American venture capital firm Andreessen Horowitz is restructuring by registering all of its employees as qualified financial advisors, Forbes reported on April 2.
Andreessen Horowitz — a Silicon Valley company specializing in investing mostly in technology and financial services startups, having raised $1.7 billion across seven funds — told Forbes that it is registering their all 150 employees as financial advisors, which renounces the company’s status as a venture capital firm entirely.
The restructuring will purportedly enable Andreessen Horowitz to take riskier bets on certain business areas, including digital currencies. “If the firm wants to put $1 billion into cryptocurrency or tokens, or buy unlimited shares in public companies or from other investors, it can.

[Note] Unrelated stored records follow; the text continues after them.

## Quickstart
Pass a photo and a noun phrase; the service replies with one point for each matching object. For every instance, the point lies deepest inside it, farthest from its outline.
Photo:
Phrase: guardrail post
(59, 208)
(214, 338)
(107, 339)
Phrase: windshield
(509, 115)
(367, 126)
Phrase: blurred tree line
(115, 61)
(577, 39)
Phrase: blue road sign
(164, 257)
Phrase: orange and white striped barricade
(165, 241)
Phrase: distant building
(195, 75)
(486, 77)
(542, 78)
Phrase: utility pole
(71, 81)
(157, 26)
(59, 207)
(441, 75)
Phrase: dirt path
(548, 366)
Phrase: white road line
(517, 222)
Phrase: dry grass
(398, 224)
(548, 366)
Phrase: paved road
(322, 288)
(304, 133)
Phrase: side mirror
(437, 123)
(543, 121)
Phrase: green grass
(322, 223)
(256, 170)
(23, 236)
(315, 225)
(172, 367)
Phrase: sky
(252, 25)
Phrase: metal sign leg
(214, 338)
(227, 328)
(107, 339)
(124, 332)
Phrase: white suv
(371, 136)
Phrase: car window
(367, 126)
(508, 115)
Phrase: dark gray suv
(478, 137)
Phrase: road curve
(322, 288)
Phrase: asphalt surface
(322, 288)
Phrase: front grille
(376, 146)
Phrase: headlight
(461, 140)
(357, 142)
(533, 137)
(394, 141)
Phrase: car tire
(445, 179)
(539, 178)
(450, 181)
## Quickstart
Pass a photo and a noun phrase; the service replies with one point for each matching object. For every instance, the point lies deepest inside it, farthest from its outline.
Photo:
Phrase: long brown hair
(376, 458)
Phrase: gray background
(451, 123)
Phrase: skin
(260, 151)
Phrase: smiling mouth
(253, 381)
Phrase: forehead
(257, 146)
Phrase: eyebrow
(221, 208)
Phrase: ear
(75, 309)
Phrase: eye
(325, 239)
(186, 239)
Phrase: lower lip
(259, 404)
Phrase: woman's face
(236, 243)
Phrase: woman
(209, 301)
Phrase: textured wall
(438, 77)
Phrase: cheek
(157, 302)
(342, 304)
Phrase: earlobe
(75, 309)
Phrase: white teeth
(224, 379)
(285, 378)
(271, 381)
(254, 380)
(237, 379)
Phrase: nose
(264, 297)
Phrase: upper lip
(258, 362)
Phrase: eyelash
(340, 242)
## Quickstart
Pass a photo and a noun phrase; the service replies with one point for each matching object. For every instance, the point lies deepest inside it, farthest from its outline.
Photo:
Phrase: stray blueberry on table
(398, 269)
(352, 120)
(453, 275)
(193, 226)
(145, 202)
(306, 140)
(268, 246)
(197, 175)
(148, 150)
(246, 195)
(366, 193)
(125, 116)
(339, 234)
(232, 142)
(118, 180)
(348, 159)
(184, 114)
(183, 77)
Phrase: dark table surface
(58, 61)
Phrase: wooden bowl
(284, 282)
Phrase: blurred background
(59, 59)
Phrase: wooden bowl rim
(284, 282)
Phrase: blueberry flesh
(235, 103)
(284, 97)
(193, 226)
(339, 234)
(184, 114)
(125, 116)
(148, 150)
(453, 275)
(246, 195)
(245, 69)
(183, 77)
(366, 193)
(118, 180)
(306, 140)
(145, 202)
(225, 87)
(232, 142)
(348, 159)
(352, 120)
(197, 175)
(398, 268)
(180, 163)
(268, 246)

And in doing so, the thinking goes, it’ll again make other firms feel like they have one hand tied behind their back,” it further explains.

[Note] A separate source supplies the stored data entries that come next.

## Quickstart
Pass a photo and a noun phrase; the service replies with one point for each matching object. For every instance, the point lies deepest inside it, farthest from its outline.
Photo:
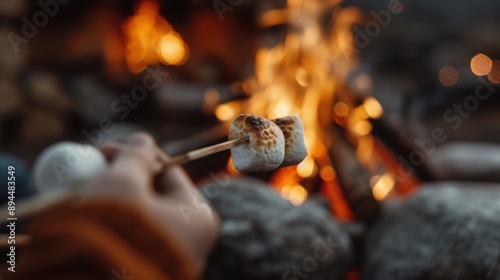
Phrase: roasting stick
(203, 152)
(59, 196)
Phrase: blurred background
(392, 93)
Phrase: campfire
(220, 85)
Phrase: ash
(264, 236)
(445, 231)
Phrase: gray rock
(264, 236)
(445, 231)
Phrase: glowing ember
(295, 193)
(373, 108)
(150, 39)
(481, 65)
(341, 109)
(383, 186)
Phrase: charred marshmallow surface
(266, 147)
(295, 148)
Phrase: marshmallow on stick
(295, 147)
(265, 149)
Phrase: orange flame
(150, 39)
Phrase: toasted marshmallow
(295, 147)
(265, 149)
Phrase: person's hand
(179, 206)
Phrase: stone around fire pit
(264, 237)
(445, 231)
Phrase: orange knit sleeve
(101, 240)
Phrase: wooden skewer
(203, 152)
(59, 196)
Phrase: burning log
(353, 179)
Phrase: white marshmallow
(266, 147)
(295, 147)
(67, 163)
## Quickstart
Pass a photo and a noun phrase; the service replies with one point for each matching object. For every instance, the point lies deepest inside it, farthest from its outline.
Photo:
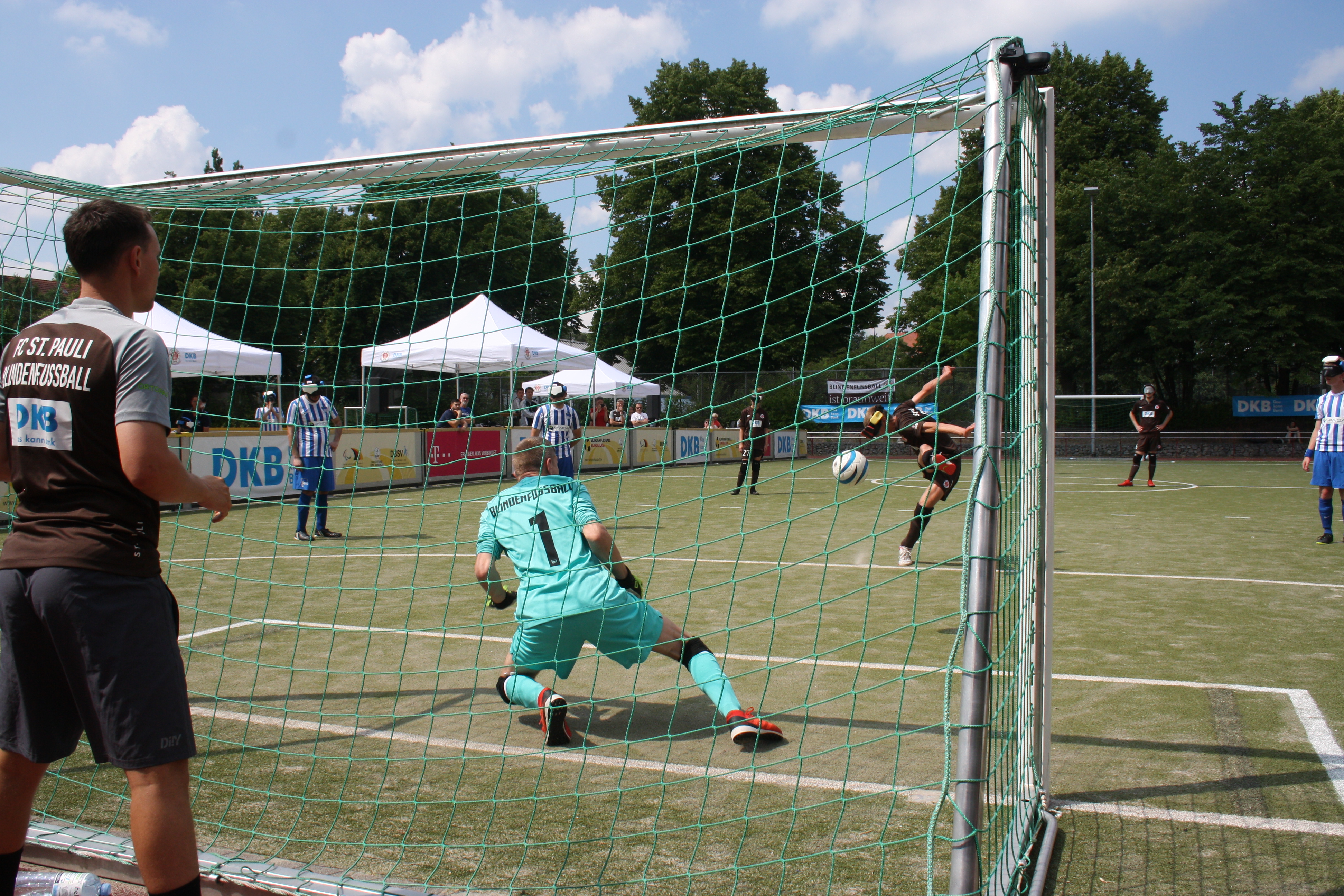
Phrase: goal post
(350, 734)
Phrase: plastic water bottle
(60, 884)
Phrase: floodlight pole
(1092, 303)
(983, 543)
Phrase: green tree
(741, 260)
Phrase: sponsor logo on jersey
(41, 424)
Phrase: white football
(850, 467)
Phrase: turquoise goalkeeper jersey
(540, 523)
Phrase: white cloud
(475, 81)
(545, 118)
(168, 140)
(1324, 71)
(914, 30)
(838, 96)
(592, 217)
(120, 22)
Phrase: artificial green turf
(748, 576)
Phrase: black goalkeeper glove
(632, 582)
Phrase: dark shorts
(92, 652)
(1150, 442)
(316, 475)
(945, 482)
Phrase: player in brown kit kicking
(939, 457)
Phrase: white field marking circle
(1163, 485)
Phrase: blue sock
(523, 691)
(716, 685)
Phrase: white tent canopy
(601, 379)
(194, 351)
(479, 338)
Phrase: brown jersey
(906, 420)
(68, 382)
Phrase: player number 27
(548, 542)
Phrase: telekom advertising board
(464, 453)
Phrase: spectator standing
(88, 628)
(269, 416)
(560, 425)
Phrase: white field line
(1308, 712)
(752, 776)
(781, 565)
(1176, 816)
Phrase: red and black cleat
(750, 730)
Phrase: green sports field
(347, 712)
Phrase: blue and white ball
(850, 468)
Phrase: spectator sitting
(464, 410)
(452, 417)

This spring, Andreessen Horowitz reportedly gave up its venture capital exemptions and registered as a financial advisor. The move required a ban on its investors speaking plainly about their portfolios or funds performance in public, among other things like auditing each employee.
At the same time, the company’s partners can now openly share deals in cases like a blockchain startup for home buying wherein a real estate expert tag-teams a deal with a cryptocurrency expert.

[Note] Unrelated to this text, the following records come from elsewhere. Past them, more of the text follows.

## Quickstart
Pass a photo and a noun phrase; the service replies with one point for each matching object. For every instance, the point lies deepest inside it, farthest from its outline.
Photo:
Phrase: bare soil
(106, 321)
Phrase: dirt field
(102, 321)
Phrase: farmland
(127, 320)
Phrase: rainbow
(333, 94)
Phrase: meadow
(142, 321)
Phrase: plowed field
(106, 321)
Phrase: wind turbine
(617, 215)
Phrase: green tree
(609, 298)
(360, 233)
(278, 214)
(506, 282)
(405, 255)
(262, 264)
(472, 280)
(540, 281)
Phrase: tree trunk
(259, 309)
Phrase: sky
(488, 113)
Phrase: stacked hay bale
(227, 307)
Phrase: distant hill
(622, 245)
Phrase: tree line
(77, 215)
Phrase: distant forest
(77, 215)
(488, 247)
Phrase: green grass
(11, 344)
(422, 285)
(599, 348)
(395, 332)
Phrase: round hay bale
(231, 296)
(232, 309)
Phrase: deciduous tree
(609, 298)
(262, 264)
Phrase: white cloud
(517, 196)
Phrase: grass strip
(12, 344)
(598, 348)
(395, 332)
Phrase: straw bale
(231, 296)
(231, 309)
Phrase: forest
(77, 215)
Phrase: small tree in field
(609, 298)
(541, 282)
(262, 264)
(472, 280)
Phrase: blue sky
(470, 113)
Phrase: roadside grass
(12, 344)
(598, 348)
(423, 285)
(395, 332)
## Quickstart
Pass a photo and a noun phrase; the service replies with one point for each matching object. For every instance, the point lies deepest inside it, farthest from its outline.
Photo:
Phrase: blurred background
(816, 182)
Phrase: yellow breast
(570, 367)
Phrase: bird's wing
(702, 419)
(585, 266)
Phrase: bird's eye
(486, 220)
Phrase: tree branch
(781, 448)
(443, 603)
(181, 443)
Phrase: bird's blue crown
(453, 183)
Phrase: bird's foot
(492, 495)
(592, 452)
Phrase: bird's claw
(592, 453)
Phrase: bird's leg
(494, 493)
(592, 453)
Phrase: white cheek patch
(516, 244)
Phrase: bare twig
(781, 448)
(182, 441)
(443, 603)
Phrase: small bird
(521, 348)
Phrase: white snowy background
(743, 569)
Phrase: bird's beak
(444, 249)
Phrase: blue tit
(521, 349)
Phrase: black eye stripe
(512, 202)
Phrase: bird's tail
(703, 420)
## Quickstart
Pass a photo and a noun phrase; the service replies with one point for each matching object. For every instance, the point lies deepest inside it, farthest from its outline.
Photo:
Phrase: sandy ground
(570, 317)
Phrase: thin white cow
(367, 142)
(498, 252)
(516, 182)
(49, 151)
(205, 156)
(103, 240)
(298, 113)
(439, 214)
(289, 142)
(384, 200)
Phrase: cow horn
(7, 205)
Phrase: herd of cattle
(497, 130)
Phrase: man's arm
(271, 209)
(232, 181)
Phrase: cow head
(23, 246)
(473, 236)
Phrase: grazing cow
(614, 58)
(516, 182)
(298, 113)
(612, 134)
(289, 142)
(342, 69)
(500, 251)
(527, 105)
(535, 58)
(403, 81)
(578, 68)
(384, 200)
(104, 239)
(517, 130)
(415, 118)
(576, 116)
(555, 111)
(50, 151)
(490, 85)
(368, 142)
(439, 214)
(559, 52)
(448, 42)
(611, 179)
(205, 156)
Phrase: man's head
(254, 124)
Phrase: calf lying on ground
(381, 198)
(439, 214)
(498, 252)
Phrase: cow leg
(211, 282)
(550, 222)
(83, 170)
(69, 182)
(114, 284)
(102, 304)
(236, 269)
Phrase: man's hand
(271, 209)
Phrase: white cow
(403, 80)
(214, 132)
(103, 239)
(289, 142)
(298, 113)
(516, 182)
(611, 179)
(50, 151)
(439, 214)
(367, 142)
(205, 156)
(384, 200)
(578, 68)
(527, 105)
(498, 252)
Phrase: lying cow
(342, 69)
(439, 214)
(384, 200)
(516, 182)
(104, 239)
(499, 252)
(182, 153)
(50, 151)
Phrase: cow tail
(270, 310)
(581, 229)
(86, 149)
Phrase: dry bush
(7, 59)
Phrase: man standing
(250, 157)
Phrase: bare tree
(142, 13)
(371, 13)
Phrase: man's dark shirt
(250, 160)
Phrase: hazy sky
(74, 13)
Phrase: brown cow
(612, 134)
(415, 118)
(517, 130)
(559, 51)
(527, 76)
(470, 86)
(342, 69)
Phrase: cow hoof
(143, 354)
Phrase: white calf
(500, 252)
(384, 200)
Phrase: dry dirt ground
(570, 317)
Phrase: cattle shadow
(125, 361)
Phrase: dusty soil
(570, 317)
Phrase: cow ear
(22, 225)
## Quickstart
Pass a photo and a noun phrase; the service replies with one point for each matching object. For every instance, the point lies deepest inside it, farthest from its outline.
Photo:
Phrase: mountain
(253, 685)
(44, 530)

Last September, Andreessen Horowitz invested $15 million in blockchain startup MakerDAO (MKR). Andreessen Horowitz via its investment fund a16z acquired 6 percent of the total MKR token supply. The purchase was set to allow a16z to manage MKR and the Dai Credit System as it reportedly becomes “the first” decentralized autonomous stablecoin organization.
In June of last year, Andreessen Horowitz hired Katie Haun as its first female general investing partner to run the company’s newly formed $300 million cryptocurrency fund. The firm’s crypto fund is designed to invest in a range of companies from blockchain projects to initial coin offerings.